Since they’re sufficiently fresh to be in the same road test notepad, we’ll start by comparing how much more cabin space the CX-3 provides than the Mazda 2. If you imagine that it won’t be much, given that they share the same platform and wheelbase, then you’re only partly right.
The CX-3’s higher hip point grants front passengers 20mm more leg room as a maximum and 30mm more to a rear-seat passenger. Front head room is boosted by a similar margin.
It doesn’t look like much – and it doesn’t make the CX-3 noteworthy for spaciousness among its peers. The Skoda Yeti and Vauxhall Mokka offer considerably more room and will make an adult sitting in the rear considerably more comfortable.
Boot space is a better strong suit for the CX-3, however, and may well matter more to compact crossover buyers than having room for a larger adult in the second row.
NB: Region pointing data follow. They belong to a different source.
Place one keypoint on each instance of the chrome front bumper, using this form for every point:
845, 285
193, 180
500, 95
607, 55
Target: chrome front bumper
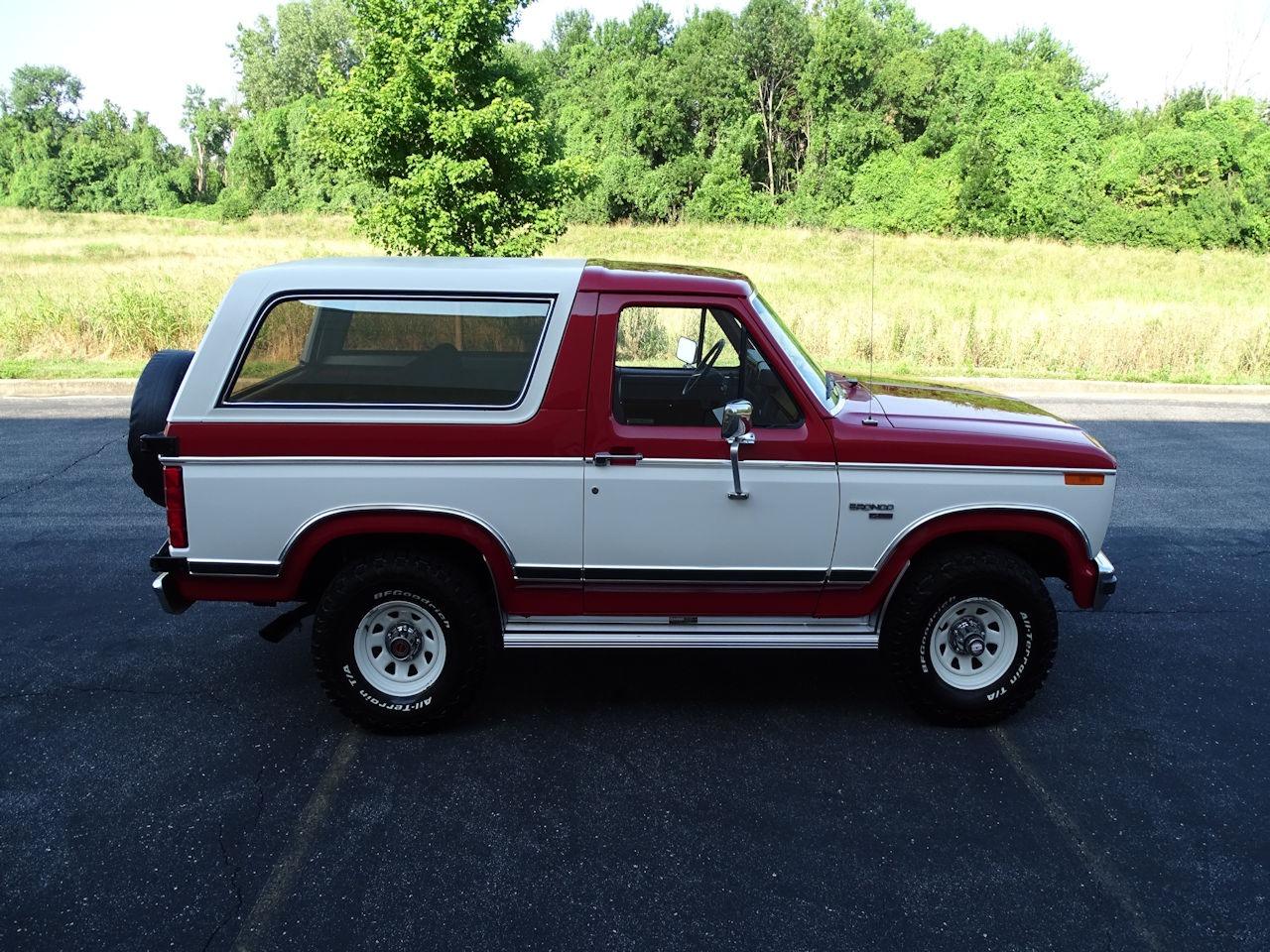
1106, 581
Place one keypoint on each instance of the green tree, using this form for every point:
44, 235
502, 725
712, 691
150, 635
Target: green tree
45, 96
282, 62
1029, 168
775, 41
454, 160
209, 123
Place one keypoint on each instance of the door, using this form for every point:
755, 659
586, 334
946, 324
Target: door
665, 532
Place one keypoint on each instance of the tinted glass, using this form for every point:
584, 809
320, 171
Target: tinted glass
654, 388
443, 353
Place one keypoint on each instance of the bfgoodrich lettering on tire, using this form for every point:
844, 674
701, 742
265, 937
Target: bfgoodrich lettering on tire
400, 640
970, 635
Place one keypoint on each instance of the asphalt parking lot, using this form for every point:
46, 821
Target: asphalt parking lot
182, 783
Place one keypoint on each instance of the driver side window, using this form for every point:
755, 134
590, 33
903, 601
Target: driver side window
680, 366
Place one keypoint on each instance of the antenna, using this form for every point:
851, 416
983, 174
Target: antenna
873, 284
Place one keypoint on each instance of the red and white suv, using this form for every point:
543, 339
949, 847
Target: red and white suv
439, 458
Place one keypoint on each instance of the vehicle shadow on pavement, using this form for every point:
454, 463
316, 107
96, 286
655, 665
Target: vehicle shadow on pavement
545, 682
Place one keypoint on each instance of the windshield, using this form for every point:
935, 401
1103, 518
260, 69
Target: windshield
826, 391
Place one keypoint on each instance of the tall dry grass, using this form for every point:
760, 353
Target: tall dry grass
957, 304
112, 289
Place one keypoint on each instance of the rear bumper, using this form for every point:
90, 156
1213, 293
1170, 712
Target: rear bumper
1106, 581
169, 598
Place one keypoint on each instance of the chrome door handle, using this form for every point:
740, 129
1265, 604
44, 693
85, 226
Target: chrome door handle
617, 458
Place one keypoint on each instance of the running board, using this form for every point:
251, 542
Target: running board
575, 631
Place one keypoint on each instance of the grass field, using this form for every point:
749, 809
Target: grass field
93, 295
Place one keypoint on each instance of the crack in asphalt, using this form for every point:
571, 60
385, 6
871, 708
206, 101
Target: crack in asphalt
1110, 881
287, 866
109, 689
234, 885
70, 466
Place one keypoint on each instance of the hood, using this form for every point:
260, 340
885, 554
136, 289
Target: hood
911, 403
974, 424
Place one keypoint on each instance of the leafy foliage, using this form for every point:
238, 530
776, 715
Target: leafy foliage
456, 162
439, 134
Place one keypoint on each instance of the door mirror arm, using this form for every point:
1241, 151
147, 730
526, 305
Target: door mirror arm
737, 430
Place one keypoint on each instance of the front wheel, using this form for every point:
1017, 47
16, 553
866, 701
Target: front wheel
970, 636
400, 640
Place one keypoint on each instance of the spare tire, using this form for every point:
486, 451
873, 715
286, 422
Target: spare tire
151, 400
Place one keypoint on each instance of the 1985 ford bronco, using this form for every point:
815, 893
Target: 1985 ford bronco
440, 458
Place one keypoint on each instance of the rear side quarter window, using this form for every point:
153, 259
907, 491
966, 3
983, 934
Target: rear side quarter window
391, 352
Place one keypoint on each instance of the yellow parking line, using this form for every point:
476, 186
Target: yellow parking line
277, 889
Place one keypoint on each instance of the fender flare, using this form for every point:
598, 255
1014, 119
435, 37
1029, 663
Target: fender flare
1082, 571
350, 522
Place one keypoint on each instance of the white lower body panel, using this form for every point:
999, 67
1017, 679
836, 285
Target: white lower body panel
593, 631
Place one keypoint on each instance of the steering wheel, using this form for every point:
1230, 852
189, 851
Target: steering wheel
707, 363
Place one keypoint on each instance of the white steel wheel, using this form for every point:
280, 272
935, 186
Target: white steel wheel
399, 648
973, 643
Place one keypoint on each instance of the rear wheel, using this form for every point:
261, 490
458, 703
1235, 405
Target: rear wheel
400, 640
970, 636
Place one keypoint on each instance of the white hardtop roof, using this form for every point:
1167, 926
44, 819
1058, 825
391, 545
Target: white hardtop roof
558, 276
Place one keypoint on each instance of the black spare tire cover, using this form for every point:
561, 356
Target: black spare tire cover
151, 400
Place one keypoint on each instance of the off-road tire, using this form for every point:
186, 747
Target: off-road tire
151, 402
934, 585
448, 593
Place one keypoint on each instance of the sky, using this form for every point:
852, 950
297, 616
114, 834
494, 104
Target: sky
141, 54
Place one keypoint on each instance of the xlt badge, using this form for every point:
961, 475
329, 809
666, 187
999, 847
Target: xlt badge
876, 511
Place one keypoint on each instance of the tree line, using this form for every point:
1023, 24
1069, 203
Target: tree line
439, 134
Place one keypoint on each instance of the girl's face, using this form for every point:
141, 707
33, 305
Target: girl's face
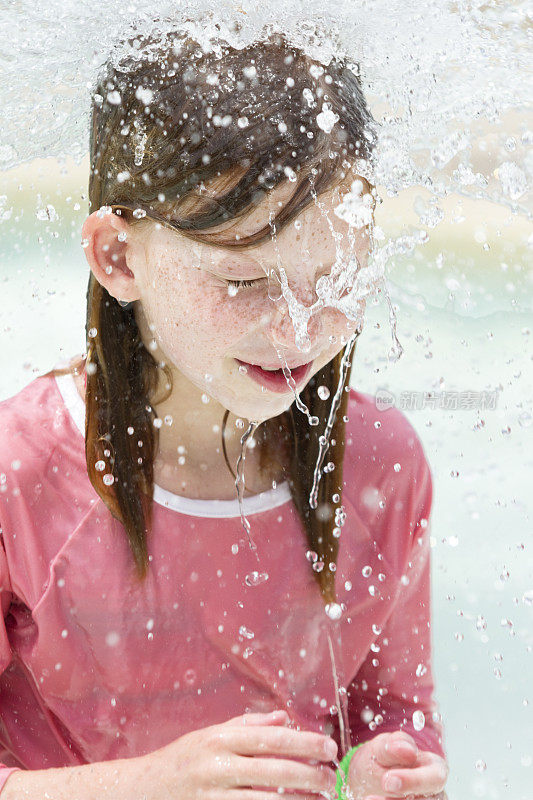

The load bay is 100mm longer than the 2’s and also beats a Mokka’s on both under-shelf and overall loading height. A false floor – included as standard – contributes to the latter advantage.
The CX-3’s fascia benefits from the same ritzy touches that higher-end versions of the 2 impressed us with, such as the stippled chrome climate control knobs and leather-look insert just below vent level.
Mazda’s 7.0in colour touchscreen multimedia system (standard across the range) is another impressive highlight. But there are low points, too, such as hard, shiny plastics where rivals use tactile slush mouldings and small, hard-to-read monochrome digital instruments occupying spaces large enough for clearer analogue dials.